Maybe, I've uploaded my script to Ideone, where the results are even more pronounced: ideone.com/a6JMi
I did not know .format method was slower than % method of formatting. I thought .format was the preferred method. Is it always slower?
Well for everything up to 500 character strings, yes. You can tweak my script to run further tests if you want.
2

You could use the simplest version: String3 = String1 + String2 or the format operator (deprecated in python3): String3 = '%s%s' % (String1, String2)

3 Comments

Since it's explicitly tagged python-3.x I'd remove that second option.
@fredley, I read % would not be removed anytime soon. In the new python 3.2 it stays.
For Python 3, you can use String3 = "{0}{1}".format(String1, String2).
2

In Python, the + operator concatenates strings:

>>> String3 = String1 + String2
>>> String3
   'AB'

This is the simplest way and usually it's the right choice.

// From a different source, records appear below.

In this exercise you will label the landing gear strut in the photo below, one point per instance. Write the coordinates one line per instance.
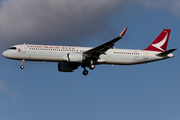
(92, 66)
(85, 72)
(22, 66)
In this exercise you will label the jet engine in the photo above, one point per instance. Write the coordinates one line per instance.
(74, 57)
(66, 67)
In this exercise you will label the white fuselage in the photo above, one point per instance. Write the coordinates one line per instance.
(59, 54)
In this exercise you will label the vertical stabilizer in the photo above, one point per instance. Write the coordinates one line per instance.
(160, 43)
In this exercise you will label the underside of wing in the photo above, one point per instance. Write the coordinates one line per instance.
(94, 53)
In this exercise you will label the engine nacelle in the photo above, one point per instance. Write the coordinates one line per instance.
(74, 57)
(65, 67)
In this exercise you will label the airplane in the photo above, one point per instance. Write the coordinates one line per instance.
(69, 58)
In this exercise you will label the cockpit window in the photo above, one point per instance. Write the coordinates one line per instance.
(13, 48)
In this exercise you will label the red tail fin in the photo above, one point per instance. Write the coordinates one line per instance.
(160, 43)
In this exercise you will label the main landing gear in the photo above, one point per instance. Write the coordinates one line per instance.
(85, 72)
(22, 66)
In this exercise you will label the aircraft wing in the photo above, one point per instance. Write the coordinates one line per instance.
(94, 53)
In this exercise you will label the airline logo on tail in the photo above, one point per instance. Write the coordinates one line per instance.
(160, 43)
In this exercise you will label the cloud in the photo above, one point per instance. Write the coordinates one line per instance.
(5, 89)
(49, 21)
(169, 5)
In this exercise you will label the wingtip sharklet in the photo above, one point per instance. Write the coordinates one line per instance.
(123, 32)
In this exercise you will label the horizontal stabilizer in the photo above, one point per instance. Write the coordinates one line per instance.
(166, 52)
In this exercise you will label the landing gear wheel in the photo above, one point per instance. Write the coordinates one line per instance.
(92, 67)
(22, 67)
(85, 72)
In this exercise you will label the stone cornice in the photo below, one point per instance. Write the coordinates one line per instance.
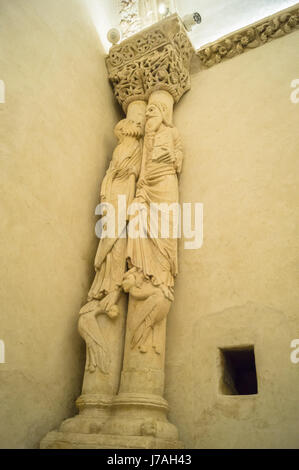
(255, 35)
(157, 58)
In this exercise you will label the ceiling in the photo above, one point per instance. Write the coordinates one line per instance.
(219, 17)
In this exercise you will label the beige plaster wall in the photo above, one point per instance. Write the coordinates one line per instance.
(55, 142)
(241, 139)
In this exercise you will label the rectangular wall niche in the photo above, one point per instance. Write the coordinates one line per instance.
(238, 371)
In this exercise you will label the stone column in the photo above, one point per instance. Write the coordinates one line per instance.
(151, 67)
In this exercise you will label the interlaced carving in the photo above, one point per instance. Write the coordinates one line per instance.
(155, 59)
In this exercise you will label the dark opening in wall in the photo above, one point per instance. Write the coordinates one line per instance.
(238, 371)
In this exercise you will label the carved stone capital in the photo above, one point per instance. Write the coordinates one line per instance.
(157, 58)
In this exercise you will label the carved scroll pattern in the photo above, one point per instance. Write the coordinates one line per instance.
(249, 38)
(152, 60)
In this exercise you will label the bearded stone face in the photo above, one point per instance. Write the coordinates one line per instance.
(153, 117)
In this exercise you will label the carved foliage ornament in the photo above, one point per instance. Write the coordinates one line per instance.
(257, 35)
(156, 59)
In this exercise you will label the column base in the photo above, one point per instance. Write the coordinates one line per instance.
(61, 440)
(94, 411)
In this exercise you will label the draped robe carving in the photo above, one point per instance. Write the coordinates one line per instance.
(110, 261)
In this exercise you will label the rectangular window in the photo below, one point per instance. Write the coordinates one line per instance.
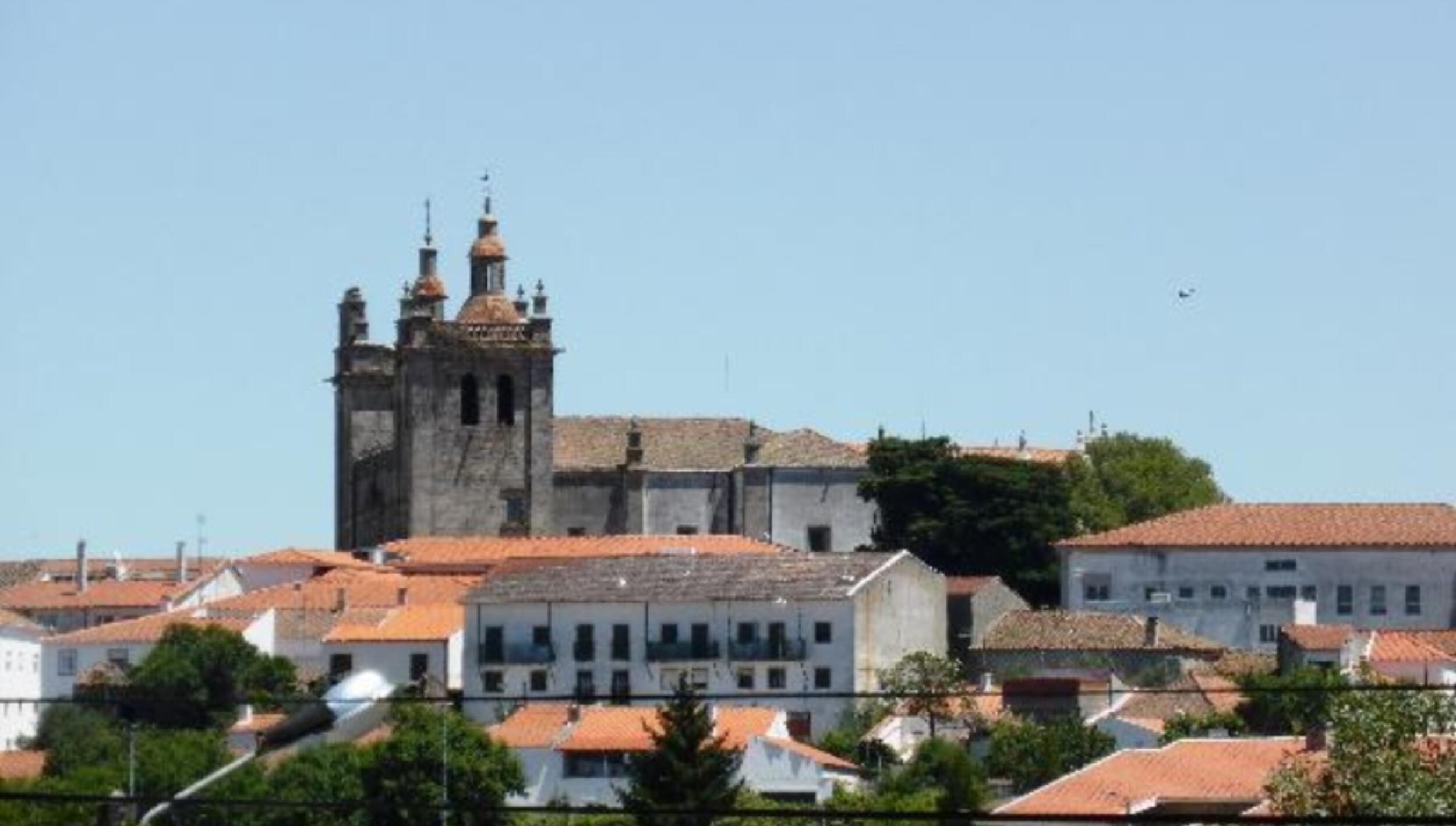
(621, 687)
(586, 687)
(819, 538)
(621, 643)
(586, 647)
(1344, 599)
(823, 633)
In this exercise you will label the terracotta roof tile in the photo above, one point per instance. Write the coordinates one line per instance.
(482, 553)
(1207, 771)
(1087, 631)
(146, 629)
(1318, 637)
(105, 594)
(21, 765)
(411, 623)
(533, 726)
(1288, 527)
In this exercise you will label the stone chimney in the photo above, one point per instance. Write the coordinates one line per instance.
(82, 574)
(1152, 634)
(634, 443)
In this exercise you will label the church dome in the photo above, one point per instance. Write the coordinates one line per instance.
(488, 308)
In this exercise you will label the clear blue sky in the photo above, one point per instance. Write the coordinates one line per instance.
(966, 214)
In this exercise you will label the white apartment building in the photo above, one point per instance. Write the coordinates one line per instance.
(1236, 573)
(19, 679)
(743, 626)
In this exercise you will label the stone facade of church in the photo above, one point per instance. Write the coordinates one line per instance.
(452, 432)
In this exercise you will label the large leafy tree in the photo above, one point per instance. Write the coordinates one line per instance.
(437, 758)
(1382, 761)
(970, 515)
(1031, 754)
(688, 768)
(1126, 478)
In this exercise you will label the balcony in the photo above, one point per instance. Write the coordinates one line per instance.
(679, 652)
(771, 650)
(517, 655)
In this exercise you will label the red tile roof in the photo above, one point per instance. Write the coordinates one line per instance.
(107, 594)
(1204, 771)
(408, 624)
(1288, 527)
(484, 553)
(146, 629)
(1318, 637)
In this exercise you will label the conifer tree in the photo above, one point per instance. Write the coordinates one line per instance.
(688, 768)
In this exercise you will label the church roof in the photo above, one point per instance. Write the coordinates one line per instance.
(691, 445)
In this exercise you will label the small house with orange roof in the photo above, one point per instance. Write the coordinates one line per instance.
(417, 643)
(578, 754)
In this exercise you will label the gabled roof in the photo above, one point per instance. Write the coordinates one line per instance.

However, sometimes you might need a more efficient string concatenation.

Comments

1

For simplicity when speed doesn't matter, you can't beat the ease of c=a+b. If speed does matter (because you're making a large number of successive concatenations, for example), str.join() can be a little more efficient (code at ideone).

+: 2.51

''.join([a,...z]): 0.2

append(): 2.05

From what I can tell, if you are making successive concatenations without touching the intermediate product, I'm better off appending each addition to a list, then joining everything at once. For the single concatenation case, a+b is still faster than a.join(b)

Comments

0

You can also try out str.join():

>>>s1='a'
>>>s2='b'
>>>s3=''.join((s1,s2))
>>>s3
'ab'

also if you write:

>>>s3='WhatEver'.join((s1,s2))
>>>s3
'aWhatEverb'

Comments

-1

Here is the code for string concatenation: `

String1 = "a"
String2 = "b"
String3 = String1 + String2
#String 3 would be ab

` You can add more than two string variables into one string variable.